England’s captain Ben Stokes addresses a press conference ahead of the fourth test cricket match between India and England, at the Old Trafford Cricket Ground, in Manchester, on July 22, 2025.
| Photo Credit: PTI
England captain Ben Stokes urged the International Cricket Council to change the over-rate rule after his team was docked two points in the World Test Championship for its slow play at Lord’s.
Stokes maintained that current over-rate regulations disproportionately penalise pace-heavy bowling attacks.
“You can’t have the same rules in Asia, where spin is bowling 70% of the overs, to have the same laws in New Zealand, Australia, England, where it’s going to be 70 or 80% of seam bowled, because spinners’ overs take less time than seamers’,” Stokes said on Tuesday (July 22, 2025).
“Common sense would think that you should look at changing how the over-rates are timed in different continents.”
In the previous WTC cycle, over-rate issues cost England 22 points.
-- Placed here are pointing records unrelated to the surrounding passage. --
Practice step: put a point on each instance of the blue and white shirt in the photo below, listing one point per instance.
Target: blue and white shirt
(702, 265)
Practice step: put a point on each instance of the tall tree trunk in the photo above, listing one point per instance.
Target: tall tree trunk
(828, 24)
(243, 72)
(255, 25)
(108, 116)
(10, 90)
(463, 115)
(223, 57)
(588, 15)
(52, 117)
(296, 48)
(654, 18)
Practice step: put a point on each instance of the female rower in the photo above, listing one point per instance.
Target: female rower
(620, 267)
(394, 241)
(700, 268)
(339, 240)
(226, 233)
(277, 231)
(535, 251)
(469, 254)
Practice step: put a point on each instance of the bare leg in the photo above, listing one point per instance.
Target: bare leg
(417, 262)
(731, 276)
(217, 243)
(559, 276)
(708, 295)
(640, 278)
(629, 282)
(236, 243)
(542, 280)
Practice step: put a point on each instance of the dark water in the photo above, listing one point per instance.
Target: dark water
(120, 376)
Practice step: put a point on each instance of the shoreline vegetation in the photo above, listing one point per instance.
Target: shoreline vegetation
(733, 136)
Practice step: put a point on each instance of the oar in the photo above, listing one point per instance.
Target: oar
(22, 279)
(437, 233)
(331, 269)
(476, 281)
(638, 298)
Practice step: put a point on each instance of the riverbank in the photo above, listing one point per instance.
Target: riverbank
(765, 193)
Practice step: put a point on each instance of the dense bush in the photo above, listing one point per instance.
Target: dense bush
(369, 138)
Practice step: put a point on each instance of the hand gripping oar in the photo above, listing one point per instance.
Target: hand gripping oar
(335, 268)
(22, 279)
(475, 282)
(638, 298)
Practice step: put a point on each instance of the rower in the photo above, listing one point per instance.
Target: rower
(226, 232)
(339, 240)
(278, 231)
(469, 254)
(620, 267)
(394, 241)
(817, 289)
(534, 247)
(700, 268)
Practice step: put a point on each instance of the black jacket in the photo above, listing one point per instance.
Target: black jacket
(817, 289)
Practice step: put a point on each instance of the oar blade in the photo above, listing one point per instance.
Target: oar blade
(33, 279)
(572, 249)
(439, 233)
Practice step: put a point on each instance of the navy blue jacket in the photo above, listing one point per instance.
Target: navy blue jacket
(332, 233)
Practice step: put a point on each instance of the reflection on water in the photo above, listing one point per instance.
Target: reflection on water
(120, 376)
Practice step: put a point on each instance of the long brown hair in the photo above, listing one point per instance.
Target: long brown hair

However, the captain remained unperturbed.
“Over-rate isn’t something that I worry about, but that’s not saying that I purposely slow things down. I do understand the frustration around it, but I honestly think there needs to be a real hard look at how it’s structured,” he said.
“You’ve got fast bowlers bending their backs consistently. Throughout a game, the time of overs is going to come down because you’ve just got tired bodies. We played five days, that was our 15th day of cricket. We had an injury to Bash [Shoaib Bashir], a spinner, so we couldn’t turn to our spinner as much as we would have liked to on day five.
“So, we had to throw a seam at them for pretty much the whole day. That’s obviously going to slow things down,” Stokes added.